10.23.2005

adult producers of adolescent texts

i've been thinking more and more about who produces the images of youth that we see on television, on videos, in the newspaper, in literary texts, and in the movies (and elsewhere) and am more confused than before. confused by the motivation for some of the portrayals that are circulating, in particular. in the tv and youth course that i'm teaching this semester, someone made the following comment in response to the point that youth ought to be more engaged in how they are represented: "who would want to do that?" this person was referring to the related point that simple characters and flattened representations are what sell to the public at large.

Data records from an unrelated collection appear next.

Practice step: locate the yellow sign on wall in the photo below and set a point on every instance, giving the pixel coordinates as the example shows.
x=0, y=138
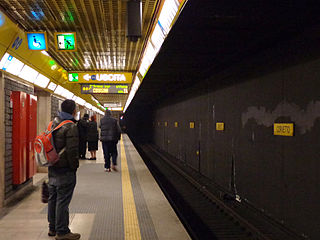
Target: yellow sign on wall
x=220, y=126
x=283, y=129
x=100, y=77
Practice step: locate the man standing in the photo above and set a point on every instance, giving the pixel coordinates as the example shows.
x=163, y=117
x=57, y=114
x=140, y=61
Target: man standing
x=83, y=135
x=62, y=175
x=110, y=135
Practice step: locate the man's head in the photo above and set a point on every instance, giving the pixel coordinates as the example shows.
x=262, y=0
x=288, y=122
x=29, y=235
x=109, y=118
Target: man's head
x=108, y=113
x=68, y=106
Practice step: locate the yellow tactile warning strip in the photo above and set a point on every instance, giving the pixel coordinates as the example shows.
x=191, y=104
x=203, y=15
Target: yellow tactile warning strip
x=130, y=218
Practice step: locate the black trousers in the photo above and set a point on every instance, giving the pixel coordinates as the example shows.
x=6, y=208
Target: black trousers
x=82, y=148
x=110, y=150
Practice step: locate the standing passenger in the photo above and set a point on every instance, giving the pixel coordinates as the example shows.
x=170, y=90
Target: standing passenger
x=110, y=135
x=83, y=134
x=62, y=175
x=93, y=137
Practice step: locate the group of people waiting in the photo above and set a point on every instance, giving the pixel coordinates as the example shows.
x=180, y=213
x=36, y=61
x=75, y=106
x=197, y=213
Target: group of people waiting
x=72, y=138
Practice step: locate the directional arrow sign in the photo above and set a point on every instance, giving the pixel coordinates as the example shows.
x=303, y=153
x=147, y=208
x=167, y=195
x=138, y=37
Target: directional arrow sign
x=87, y=77
x=101, y=77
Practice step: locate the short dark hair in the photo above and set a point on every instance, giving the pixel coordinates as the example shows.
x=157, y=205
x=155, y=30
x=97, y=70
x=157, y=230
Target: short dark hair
x=68, y=106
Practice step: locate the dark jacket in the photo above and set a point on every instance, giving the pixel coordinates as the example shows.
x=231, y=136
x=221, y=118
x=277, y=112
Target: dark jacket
x=92, y=132
x=110, y=129
x=83, y=125
x=67, y=136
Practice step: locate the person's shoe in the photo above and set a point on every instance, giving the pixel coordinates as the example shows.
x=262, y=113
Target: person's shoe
x=51, y=233
x=68, y=236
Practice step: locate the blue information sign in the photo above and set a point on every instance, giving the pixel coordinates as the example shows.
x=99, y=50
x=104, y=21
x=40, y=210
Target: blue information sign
x=37, y=41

following this discussion, i recalled the show "you can't do that on television" that aired in the early 80s on nickelodeon. i am struck by the memories of adolescent sketch comedy, green slime, and forgetful dialogue. yet i was hooked on this show, as i was to reading and re-reading nancy drew novels, the stack of enid blyton books given to me by my older cousin who grew up in london, and listening to old lp records (including elvis and audio recordings of the "six million dollar man") on my record player. as i recall this pastiche of not-very-critical texts that made up much of my childhood and adolescence, i wonder how i arrived here; that is, a stance of ongoing, critical inquiry.

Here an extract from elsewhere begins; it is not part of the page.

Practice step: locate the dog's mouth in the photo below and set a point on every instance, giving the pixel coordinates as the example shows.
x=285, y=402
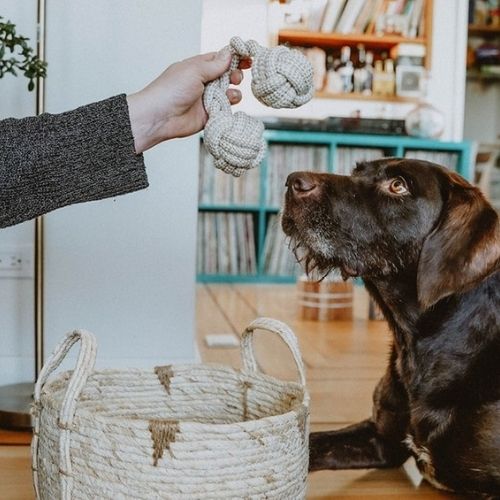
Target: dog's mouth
x=317, y=259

while writing a paper for a course in grad school, i took to heart what bell hooks (1994) wrote about her relationship with critical thought and theory and noted that while the texts i consumed remained fairly uncritical, the texts i produced - namely, my journals, poetry, and the enacted performance of being - made attempts at raising questions, challenging existing cultural scripts and performing different identities. but what if i had met june jordan's words as a teenager? or written back to the musings of adrienne rich? would i have come into a critical consciousness earlier? and if so, what would have been different?

when i hear some adults talk about youth today i wonder if we expect too little of youth as we assume that they need to be taught how to be critical? that is, what if assumed that youth are developing a critical consciousness in various aspects of their lives? would we ask different questions in our literature, social studies, mathematics classes? would the space of education shift more toward the possibility of with? how would the scripts of youth be different if adults took seriously the notion that youth are collaborators in the pursuit of a more just, and socially conscious world?